ECLI:NL:RBDHA:2024:19738
Rechtbank Den Haag
- Voorlopige voorziening
- Rechtspraak.nl
Afwijzing verzoek voorlopige voorziening asielaanvraag
In de zaak tussen de verzoeker, vertegenwoordigd door mr. M.M. Polman, en de minister van Asiel en Migratie, vertegenwoordigd door mr. S. Berg, heeft de voorzieningenrechter van de Rechtbank Den Haag op 26 november 2024 uitspraak gedaan. De verzoeker had een asielaanvraag ingediend die op 22 augustus 2024 door de minister was afgewezen als kennelijk ongegrond. Hierop heeft de verzoeker beroep ingesteld en verzocht om een voorlopige voorziening. De voorzieningenrechter heeft op basis van artikel 8:83, derde lid, van de Algemene wet bestuursrecht uitspraak gedaan zonder zitting.

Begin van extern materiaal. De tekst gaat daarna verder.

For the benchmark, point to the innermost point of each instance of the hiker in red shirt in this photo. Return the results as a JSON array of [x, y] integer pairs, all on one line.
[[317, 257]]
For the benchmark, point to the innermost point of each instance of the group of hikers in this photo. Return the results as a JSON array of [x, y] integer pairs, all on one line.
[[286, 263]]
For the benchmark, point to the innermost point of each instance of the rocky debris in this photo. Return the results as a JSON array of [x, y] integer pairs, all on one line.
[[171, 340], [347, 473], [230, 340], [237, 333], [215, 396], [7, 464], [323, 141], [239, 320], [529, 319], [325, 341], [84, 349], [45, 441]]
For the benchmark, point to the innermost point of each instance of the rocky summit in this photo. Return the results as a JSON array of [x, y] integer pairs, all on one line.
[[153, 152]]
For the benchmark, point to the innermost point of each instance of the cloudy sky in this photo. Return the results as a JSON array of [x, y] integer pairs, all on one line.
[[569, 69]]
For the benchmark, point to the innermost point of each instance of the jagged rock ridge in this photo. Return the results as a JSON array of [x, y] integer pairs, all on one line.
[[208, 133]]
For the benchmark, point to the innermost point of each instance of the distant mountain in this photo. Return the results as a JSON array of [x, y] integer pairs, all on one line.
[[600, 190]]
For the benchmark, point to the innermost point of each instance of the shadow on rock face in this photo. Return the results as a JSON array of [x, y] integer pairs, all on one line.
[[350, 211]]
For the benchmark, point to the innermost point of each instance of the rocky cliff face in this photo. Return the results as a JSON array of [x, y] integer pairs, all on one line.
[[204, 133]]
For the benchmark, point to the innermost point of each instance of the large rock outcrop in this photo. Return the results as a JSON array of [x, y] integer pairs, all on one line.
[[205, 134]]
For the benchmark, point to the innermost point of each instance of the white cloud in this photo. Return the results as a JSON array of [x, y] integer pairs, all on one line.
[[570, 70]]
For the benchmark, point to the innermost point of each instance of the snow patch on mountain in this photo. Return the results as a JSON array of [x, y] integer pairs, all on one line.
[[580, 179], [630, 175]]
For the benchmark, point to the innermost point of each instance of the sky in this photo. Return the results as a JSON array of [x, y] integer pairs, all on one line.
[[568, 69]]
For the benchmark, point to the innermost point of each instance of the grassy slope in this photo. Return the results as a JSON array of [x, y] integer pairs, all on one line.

In de uitspraak is verwezen naar een eerdere uitspraak van dezelfde rechtbank in een vergelijkbare zaak (zaaknummer NL24.33307), wat heeft geleid tot de afwijzing van het verzoek om voorlopige voorziening. Tevens is er geen aanleiding voor een proceskostenveroordeling. De uitspraak is openbaar gemaakt via geanonimiseerde publicatie op de website van de rechtspraak. Tegen deze uitspraak staat geen hoger beroep of verzet open.